Durkheim, dentro de lo que comprende como hecho social, desarrolla la idea de que los humanos piensan y actúan en dependencia de sus relaciones sociales o, en otras palabras, según la coacción que haya ejercido la sociedad-cultura sobre los sujetos. Así como los directivos y profesores construyen modelos desde los cuales perciben el mundo positiva o negativamente, las estudiantes pertenecen a comunidades con prácticas particulares, que determinan, incluso, la manera de vestir, el maquillaje y los accesorios por utilizar. Podría refutarse que, mediante una lectura básica de la adecuación de la indumentaria según el contexto, tal problema se solucionaría, pero surgirían al menos dos consecuencias estrechamente relacionadas: a) las colegialas se adecuarían a otras prácticas y no al contrario, pues el grupo social de los profesores y directivos encabezan la relación de poder y b) la libertad de las niñas y adolescentes se desdibujaría ante sistemas de creencias considerados como óptimos (no como diferentes). En las juventudes femeninas, hoy prevalece la opción que da sentido al acto de vestir, de maquillarse y de acompañar el atuendo; sirva como ejemplo la línea prolongada que las estudiantes dibujan en sus párpados, ciertos tonos coloridos en el cabello y el doblaje alto de la falda, normalizados por las juventudes femeninas, pero incómodos para gran parte de la comunidad educativa, siempre atenta a educar integralmente en religión cristiana, normatividad de Carreño y prescripción de la última moda infantil y juvenil. Fácilmente, las dos consecuencias en mención se acentúan cuando las estudiantes asisten al colegio con ropa diferente al uniforme: su identidad queda a flor de piel, frágil ante las relaciones de poder y las imposiciones institucionales.

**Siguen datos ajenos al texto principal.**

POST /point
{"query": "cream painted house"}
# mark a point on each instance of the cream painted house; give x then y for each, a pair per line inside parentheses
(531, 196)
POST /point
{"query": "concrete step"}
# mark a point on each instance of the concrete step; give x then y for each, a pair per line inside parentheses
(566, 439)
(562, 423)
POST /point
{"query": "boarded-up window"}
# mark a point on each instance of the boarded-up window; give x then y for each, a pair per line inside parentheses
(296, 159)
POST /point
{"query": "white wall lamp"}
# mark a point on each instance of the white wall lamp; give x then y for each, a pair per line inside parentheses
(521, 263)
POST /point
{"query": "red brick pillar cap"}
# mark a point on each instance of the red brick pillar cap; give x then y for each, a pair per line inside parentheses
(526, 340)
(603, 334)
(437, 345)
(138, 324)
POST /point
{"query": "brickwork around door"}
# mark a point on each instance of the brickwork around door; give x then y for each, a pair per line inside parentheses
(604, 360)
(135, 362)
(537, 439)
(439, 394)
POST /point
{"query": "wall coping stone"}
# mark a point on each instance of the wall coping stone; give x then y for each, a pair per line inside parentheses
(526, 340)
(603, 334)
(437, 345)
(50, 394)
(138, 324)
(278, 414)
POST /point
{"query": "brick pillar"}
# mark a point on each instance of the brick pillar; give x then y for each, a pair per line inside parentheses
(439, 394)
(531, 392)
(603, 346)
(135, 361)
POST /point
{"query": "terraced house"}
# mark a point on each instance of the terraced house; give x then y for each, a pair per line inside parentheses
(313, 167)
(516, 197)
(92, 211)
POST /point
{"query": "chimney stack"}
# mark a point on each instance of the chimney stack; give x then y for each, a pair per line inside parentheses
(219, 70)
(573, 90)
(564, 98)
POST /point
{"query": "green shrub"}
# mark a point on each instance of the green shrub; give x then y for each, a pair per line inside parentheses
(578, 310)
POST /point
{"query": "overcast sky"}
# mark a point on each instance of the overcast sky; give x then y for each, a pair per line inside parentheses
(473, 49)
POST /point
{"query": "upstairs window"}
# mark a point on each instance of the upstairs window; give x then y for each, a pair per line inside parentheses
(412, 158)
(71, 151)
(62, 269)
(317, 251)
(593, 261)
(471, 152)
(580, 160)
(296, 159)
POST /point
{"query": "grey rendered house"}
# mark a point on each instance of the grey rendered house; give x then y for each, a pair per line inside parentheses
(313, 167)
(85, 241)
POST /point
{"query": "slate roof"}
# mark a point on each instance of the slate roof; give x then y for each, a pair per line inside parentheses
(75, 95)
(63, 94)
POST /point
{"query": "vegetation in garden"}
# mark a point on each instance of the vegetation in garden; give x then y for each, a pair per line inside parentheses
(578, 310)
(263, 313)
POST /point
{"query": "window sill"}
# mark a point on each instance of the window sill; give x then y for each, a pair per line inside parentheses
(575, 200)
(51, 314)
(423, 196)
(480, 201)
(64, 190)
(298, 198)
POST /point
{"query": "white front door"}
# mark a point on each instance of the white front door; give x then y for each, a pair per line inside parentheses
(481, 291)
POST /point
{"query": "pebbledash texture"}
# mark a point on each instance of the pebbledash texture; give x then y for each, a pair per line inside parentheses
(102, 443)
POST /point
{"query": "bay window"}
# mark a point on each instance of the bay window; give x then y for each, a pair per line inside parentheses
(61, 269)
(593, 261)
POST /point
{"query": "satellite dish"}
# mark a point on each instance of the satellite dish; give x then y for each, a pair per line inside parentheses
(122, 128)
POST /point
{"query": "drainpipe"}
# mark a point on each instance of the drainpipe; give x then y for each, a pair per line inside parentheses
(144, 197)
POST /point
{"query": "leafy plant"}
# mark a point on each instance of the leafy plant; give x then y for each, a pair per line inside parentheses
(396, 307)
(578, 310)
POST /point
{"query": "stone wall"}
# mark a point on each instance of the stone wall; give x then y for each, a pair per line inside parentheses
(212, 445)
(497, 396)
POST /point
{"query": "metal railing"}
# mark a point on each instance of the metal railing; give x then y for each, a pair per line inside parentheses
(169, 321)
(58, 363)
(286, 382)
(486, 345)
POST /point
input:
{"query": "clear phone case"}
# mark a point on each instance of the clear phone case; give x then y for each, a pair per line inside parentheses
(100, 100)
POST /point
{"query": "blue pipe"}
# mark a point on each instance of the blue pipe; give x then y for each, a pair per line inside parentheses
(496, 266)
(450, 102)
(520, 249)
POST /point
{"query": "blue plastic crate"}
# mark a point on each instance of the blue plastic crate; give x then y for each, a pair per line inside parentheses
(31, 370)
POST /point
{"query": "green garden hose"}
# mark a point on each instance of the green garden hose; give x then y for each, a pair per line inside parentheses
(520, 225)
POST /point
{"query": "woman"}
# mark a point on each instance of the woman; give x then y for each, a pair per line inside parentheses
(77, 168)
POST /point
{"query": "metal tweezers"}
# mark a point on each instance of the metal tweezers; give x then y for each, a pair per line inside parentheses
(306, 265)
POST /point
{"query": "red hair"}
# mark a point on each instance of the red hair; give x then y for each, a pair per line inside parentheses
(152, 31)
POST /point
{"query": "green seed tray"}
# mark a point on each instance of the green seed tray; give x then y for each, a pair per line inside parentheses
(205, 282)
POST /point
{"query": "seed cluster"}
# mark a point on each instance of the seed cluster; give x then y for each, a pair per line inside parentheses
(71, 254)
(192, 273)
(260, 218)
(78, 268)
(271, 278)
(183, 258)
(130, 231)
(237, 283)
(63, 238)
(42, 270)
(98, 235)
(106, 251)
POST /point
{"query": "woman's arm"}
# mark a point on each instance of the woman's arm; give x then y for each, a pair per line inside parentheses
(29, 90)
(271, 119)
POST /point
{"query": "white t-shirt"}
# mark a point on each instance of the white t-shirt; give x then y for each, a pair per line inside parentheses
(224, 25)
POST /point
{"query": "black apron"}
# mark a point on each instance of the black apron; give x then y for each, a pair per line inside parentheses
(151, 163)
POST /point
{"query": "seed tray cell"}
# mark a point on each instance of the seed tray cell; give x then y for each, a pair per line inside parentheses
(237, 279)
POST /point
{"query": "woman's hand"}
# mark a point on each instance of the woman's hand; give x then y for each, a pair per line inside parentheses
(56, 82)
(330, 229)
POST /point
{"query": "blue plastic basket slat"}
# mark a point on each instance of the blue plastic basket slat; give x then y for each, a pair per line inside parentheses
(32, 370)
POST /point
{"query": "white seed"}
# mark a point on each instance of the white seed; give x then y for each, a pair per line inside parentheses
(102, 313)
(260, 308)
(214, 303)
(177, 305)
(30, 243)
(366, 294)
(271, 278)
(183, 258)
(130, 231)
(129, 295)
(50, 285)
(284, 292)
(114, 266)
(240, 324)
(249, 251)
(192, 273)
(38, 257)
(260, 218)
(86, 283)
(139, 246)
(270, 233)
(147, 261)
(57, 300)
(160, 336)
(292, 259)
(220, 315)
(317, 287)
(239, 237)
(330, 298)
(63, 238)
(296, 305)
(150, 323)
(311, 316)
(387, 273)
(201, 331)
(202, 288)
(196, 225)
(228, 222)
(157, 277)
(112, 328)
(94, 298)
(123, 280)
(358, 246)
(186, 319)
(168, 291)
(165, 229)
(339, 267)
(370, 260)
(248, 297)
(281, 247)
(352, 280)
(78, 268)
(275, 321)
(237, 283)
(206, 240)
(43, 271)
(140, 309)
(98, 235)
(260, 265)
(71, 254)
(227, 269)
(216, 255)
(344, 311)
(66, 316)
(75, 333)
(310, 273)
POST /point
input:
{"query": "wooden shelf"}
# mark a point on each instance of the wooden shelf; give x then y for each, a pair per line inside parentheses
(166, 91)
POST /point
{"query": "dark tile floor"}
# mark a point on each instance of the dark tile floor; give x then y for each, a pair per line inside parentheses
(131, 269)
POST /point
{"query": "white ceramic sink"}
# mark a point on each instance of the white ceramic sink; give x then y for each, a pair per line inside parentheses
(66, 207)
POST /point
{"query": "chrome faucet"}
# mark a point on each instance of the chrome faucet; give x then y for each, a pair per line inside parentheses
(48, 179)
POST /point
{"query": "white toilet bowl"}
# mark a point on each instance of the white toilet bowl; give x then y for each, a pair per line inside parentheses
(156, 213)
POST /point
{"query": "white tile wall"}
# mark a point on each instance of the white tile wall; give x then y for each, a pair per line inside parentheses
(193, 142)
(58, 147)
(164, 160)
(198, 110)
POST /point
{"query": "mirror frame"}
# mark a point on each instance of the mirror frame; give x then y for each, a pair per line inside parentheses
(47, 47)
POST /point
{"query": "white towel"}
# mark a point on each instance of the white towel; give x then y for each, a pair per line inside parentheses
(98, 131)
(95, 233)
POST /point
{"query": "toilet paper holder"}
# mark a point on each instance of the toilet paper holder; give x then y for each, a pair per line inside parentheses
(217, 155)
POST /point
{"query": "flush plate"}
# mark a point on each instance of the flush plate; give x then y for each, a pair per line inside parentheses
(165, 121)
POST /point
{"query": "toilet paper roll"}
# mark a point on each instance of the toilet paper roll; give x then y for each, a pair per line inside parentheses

Por otra parte, el machismo está tan presente en las prácticas de los colombianos que, incluso, las mujeres adultas critican, desde tal perspectiva, el vestuario, el maquillaje y los accesorios de las estudiantes. Si estas llevan la falda del colegio muy arriba de la rodilla, es necesario tomar medidas, porque los hombres pueden actuar con lascivia ante ellas; es decir, los violadores y pedófilos tendrían excusas para tocar el cuerpo de las niñas y adolescentes y, además, se “salvarían” socialmente porque no fueron del todo los responsables. Si las estudiantes se maquillan de alguna forma o usan ciertos accesorios (aretes más grandes, piercings en la nariz, la lengua, las cejas o las orejas, o donde quieran porque así se sienten cómodas y crean sentido en torno a ello), para los machistas, sean hombres o mujeres, las colegialas se proyectan como prostitutas o damas extravagantes —y, en últimas, ¿qué problema habría con ello? —, que llamarían la atención de pobres e ingenuos hombres, quienes, por naturaleza, observan a las mujeres con “inocencia”. Aunque gran parte de los adultos en Colombia, coaccionados por su esfera cultural machista, conciben de esta manera la imagen de las colegialas, no debería olvidarse que, desde Habermas, “los valores culturales (…) no se presentan con una pretensión de universalidad”. Tales concepciones son, por tanto, una visión, susceptible de ser criticada y, en el caso que aquí compete, deconstruida.
Finalmente, ante la prioridad de maestros y directivos con respecto a cómo las niñas y adolescentes van vestidas, qué accesorios llevan y cómo se maquillan, se difumina la formación humanística y académica. No existe una relación lógica entre los atuendos y el desempeño académico o entre el maquillaje y la construcción del ser social. La manera en que las estudiantes configuran su identidad femenina y juvenil es ajena a los objetivos de la educación ética y científica: ¿en qué apartado, acaso, los estándares, los lineamientos o los derechos básicos de aprendizaje de alguna de las áreas de conocimiento orientan al profesor a prescribir cómo deben maquillarse, adornarse o vestirse las estudiantes de colegio? Es más, no solo es ajena, sino también contradictoria: no es coherente enseñar a respetar a los demás, enseñar a defender los derechos, enseñar a analizar y tomar postura ante diferentes perspectivas sociales y disciplinares, y, a la vez, irrespetar la libertad de las colegialas, reprimirlas simbólicamente y considerar que la única postura válida para vestir, maquillarse y usar accesorios es la estipulada por los profesores o directivos.
Que se maquillen mucho, poco o nada, siempre y cuando se gusten a sí mismas; que usen aretes o piercings, grandes o pequeños, si así lo prefieren; que se pinten el cabello de mil colores o se lo dejen al natural; que el único límite del uniforme sea la comodidad; que, en las celebraciones institucionales informales, se vistan como niñas y adolescentes felices consigo mismas; que la sociedad patriarcal, incólume, ejemplar, no expanda sus exclusivas valoraciones, aprovechando el poder que les confiere el ser adultos, profesores o directivos, que pasan por alto las prácticas socioculturales, el machismo explícito y la prioridad de educar seres sociales y científicos, sin prejuicio alguno.